Neglected Diseases (NTDs) caused by parasitic worms (helminths) impose a debilitating health and economic burden throughout much of the world. These global diseases of poverty infect over 1.5 billion humans and exert their damage through a wide range of species-specific clinical manifestations. Parasitic diseases are also a major challenge to animal and plant health. The central ambition of our laboratory is to combine molecular biology, genetics, and computational approaches to make discoveries that improve our understanding of parasite biology and our ability to treat parasitic infections. This includes the identification of new targets for drug discovery, the elucidation of mechanisms of drug resistance, and the development of new tools for parasite manipulation and phenotypic screening. Our work involves the direct study of human and animal parasites, including the mosquito-borne nematodes Brugia malayi and Dirofilaria immitis, and the snail-transmitted blood fluke Schistosoma mansoni. To complement these efforts, we leverage the power of the model nematode Caenorhabditis elegans. We strive to place our work in the context of a growing appreciation for parasite genetic diversity. Summaries of current research projects are outlined on this page.

Current and Past Funding Sources

Current Projects

Drug Target Discovery at the Host-Parasite Interface: Driven by the need for new antiparasitics, we apply genomic, reverse genetic, and pharmacological approaches to identify and characterize new drug targets in filarial nematode parasites. We are focused on cell-surface proteins that mediate critical aspects of the host-parasite interaction. These include parasite receptors that control (1) secretory processes involved in host communication, (2) invasion and migration through host tissues, and (3) neuromuscular and feeding behaviors. We heve developed in vivo and in vitro parasite assays to associate specific receptors with phenotypes that can potentially be targetted to prevent or disrupt disease. We are working to move these candidate drug targets into both single-cell and model nematode heterolougous screening platforms.

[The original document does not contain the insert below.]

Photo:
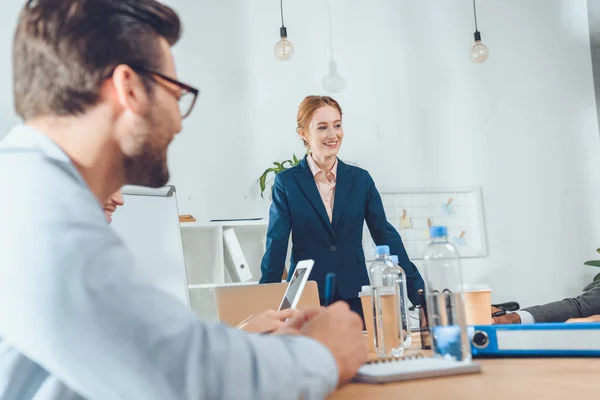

Anthelmintic Resistance and Action: Motivated by the threat of anthelmintic resistance in parasite populations, we work to help resolve genes and genetic variation that modulate drug sensitivity in clade III filarial and soil-transmitted parasites. This work involves the localization of drug-responsive targets within parasite cells and tissues, the functional expression of parasite genes in model nematode systems, and introducing and assaying the effects of candidate resistance mutations on drug response.

Improving Helminths Resources and Tools: To complement our hypothesis-driven work, we are engaged in a number of projects to improve the state of helminth genomic data and the tools available to experimentally manipulate helminth systems. This includes ongoing work to (1) capture full-length RNA transcripts and reduce molecular cloning efforts, (2) deliver spatial maps of RNA expression in nematodes, and (3) adapt and further develop genetic manipulation strategies in parasites and their vectors. These efforts provide us more powerful data and tools to make progress on our core aims.